O rei e a rainha, o pintor, o tesoureiro, a mulher de negro, a infanta, a dama
de honra que se curva e a anã estão olhando diretamente para a
câmera, isto é, para o observador do quadro. A infanta foi fixada
em meio a um movimento, curvando-se para os reis que chegam e aparecem no espelho.
Ora, uma teoria quântica da gravidade deve levar em conta... e foi neste
momento que chegou a Silvaninha e me perguntou se eu tinha devolvido a fita
da Guta. Que Guta? A filha da Dona Inês. Que fita? A fita com o filme
super-oito que ela deixou na tua casa no dia do aniversário do Breno.
Ela deixou a fita? Deixou, tu disse que queria ver, ela deixou. Tu viu a fita?
Acho que não. Cadê a fita? Deve estar lá. Procura e devolve,
era a única cópia, ela já me deu um toque que queria a
fita, perguntou se tu já tinha visto. Eu procuro, deve estar lá.
Então tá.
Voltei a olhar para o quadro quando a Silvaninha saiu, mas só conseguia
prestar atenção no rosto daquela anã. Não tinha
mais a menor idéia de como o quadro poderia contribuir para a melhor
compreensão do funcionamento do universo. Em virtude do exposto, deixo
de enviar meu artigo sobre a teoria quântica da gravidade. Em seu lugar,
mando-lhe um soneto do poeta português João Pedro Régio
(*Vila do Conde, 1904, + Porto, 1965), intitulado "Dois Homens". Obrigado e
desculpe, talvez para o próximo número.

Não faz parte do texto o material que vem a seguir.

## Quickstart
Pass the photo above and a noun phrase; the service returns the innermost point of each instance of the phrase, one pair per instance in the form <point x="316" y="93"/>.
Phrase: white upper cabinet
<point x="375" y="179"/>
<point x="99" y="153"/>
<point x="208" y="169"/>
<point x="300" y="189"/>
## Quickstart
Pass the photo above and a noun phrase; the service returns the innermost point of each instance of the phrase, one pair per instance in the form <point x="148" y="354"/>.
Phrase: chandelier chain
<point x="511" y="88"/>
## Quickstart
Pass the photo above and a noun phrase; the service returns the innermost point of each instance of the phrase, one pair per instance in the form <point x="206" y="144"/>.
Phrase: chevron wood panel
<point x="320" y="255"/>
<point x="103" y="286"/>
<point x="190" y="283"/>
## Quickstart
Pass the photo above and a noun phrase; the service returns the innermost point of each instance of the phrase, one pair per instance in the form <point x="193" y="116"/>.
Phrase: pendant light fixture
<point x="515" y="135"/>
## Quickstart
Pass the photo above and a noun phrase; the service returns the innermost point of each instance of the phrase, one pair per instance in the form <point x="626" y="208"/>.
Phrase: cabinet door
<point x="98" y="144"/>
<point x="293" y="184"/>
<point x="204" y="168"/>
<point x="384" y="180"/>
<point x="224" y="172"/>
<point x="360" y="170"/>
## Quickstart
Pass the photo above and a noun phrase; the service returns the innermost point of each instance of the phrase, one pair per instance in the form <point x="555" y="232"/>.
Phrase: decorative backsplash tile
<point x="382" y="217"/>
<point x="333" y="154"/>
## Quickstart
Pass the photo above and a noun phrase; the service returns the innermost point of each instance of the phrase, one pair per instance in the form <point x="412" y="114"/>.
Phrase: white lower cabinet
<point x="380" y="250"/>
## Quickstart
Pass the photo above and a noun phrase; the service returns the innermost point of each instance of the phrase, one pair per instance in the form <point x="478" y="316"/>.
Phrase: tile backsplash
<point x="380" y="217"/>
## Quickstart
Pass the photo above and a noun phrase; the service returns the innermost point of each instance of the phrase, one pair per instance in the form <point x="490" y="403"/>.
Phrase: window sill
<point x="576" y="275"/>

Era isso.
DOIS HOMENS
"Vejo um homem a espiar frente à cortina
E imagino a paisagem que ele vê
Não me sabe, não me vê, nem imagina
A paisagem que imagino que ele vê
Finjo ignorar o homem que me espia
Mãos no bolso, paletó, velho, coitado
Controlando os vizinhos passa o dia
De pé, parado à porta de um sobrado
Dois homens no caminho à minha frente
Um jovem na janela, olhar distante
Um velho na calçada, terno preto
Cruzo a cena como um figurante
Nem sabem que eu existo e de repente
Para sempre estão presos num soneto".